Et après une critique vigoureuse de ce grand rêve de la «mathématique universelle» que Kant a eu le grand tort de prendre pour une réalité, et de ces formes a priori où tout le réel doit entrer de gré ou de force, il conclut ainsi:
«Bref, toute la Critique de la Raison pure aboutit à établir que le Platonisme, illégitime si les idées sont des choses (des substances), devient légitime si les idées sont des rapports (des formes), et que l'idée toute faite, une fois ainsi ramenée du ciel sur la terre, est bien, comme l'avait voulu Platon, le fond commun de la pensée et de la nature. Mais toute la Critique de la Raison pure repose aussi sur ce postulat que notre intelligence est incapable d'autre chose que de platoniser, c'est-à-dire de couler toute expérience dans des moules préexistants.»[460]
Voilà qui est fort bien raisonné; c'est l'idée qu'il faut mouler sur le réel et non pas le réel sur l'idée a priori. Et c'est là, précisément, nous l'avons déjà dit, la grande supériorité de l'aristotélisme sur le platonisme, de la philosophie traditionnelle sur toutes les philosophies modernes[461].
Mais comment réaliser ce progrès, comment passer de la pensée à la nature, du sujet à l'objet? N'est-ce pas là précisément l'abîme que depuis Descartes et Kant on ne savait plus comment franchir, tous les ponts paraissant irrémédiablement coupés entre les deux rives distantes à l'infini?
Toute la philosophie moderne, plus ou moins imbue de subjectivisme, s'était donc enfermée dans l'étude du sujet pensant—sans en pouvoir sortir,—comme «dans un trou où l'on étouffe». La philosophie traditionnelle, depuis Aristote, avait bien découvert et publié la théorie célèbre de la communication des êtres entre eux, mais le secret s'était perdu et l'on ne tentait même plus aucun effort pour le retrouver, parce qu'on le disait impossible.

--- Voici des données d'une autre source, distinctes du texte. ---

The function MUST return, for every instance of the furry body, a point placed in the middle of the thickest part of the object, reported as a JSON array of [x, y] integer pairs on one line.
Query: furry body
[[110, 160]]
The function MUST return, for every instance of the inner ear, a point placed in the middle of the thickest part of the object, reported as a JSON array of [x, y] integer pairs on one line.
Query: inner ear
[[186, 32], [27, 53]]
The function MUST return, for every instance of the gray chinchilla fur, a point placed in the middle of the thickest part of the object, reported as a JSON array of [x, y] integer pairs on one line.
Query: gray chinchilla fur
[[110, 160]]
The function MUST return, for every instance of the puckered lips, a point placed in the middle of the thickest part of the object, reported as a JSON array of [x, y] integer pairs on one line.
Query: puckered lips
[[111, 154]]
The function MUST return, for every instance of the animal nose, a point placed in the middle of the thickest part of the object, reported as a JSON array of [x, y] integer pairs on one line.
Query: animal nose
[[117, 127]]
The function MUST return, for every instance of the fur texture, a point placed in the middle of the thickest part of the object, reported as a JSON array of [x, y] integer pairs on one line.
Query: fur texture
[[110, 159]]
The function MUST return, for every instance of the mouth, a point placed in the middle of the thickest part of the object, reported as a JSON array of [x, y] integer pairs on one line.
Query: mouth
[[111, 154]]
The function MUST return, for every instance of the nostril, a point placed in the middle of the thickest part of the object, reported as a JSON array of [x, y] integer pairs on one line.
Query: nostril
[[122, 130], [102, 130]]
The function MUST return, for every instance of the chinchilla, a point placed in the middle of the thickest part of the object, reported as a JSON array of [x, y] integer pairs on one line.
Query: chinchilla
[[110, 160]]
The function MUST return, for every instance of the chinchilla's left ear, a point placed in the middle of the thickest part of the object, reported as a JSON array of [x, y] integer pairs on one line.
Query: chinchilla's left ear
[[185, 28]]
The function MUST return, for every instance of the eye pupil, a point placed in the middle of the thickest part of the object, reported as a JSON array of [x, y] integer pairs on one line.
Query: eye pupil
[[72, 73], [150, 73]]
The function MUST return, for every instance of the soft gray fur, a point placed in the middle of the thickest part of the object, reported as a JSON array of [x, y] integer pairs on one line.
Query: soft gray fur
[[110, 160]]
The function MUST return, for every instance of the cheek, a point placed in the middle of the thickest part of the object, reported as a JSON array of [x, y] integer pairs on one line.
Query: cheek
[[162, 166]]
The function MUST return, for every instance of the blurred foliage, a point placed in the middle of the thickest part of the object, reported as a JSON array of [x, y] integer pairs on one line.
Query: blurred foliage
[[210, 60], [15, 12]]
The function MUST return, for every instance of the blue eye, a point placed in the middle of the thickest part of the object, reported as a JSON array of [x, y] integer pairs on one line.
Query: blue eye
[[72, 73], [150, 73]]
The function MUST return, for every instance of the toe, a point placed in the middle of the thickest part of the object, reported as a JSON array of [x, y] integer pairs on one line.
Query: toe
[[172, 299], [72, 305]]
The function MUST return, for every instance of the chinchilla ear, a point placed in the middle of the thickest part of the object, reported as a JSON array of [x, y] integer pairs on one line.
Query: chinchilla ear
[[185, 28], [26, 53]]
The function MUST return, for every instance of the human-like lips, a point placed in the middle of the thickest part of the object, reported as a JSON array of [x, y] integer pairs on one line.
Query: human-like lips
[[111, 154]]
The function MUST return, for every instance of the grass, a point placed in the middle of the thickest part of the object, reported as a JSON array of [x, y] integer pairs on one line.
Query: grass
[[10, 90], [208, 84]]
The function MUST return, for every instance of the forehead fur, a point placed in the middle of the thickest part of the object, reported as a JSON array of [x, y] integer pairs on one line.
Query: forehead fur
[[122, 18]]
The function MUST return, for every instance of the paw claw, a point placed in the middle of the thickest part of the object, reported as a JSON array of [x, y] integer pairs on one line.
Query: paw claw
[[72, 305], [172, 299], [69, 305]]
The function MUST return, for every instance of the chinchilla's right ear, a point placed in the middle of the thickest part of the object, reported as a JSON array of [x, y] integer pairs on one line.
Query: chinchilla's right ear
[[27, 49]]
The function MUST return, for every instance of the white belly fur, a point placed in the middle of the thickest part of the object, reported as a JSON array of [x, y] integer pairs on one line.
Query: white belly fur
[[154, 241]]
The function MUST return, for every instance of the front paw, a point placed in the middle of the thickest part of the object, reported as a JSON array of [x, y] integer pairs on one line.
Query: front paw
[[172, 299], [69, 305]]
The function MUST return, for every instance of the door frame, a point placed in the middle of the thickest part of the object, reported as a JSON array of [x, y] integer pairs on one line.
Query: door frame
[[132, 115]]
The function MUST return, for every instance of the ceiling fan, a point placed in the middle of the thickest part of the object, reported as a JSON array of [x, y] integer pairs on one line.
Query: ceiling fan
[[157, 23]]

Ce préjugé est si tenace que l'on voit encore des penseurs de talent écrire sans la moindre hésitation des paradoxes comme celui-ci: «Un dehors et un au delà de la pensée est, par définition, chose absolument impensable. Jamais on ne sortira de cette objection.... La pensée, en se cherchant un objet absolu, ne trouve jamais qu'elle-même; le réel conçu comme chose purement donnée fuit sans cesse devant la critique.»[462]
C'est donc, pour tous nos modernes, la pensée qui se contemple et se saisit elle-même, en croyant saisir et contempler un objet étranger au moi! Pour nous, au contraire, c'est l'illusion étrange et fantastique de ce solipsisme qui est contradictoire et impensable!
Nous avons vu comment M. Bergson, loin d'accepter cette défense de communiquer avec le dehors, avait hardiment brisé et franchi la barrière imaginaire en posant en principe l'intuition immédiate du monde extérieur.
C'était là, aux yeux de ses contemporains—et même de ses plus éminents disciples qui ont refusé de le suivre,—une audace révolutionnaire. A nos yeux, c'est un acte de courage louable; mais c'est surtout un acte de simple bon sens. S'il eût été soutenu par une analyse psychologique et métaphysique plus profonde, se rapprochant de la fameuse théorie péripatéticienne sur la communication de l'agent et du patient—qu'il semble ignorer totalement,—son acte de bon sens se fût doublé d'un acte philosophique d'une plus haute portée.
Quoi qu'il en soit, l'intuition du réel est enfin reintégrée dans la philosophie positive, à une place d'autant plus honorable que son exil avait été plus long et plus immérité.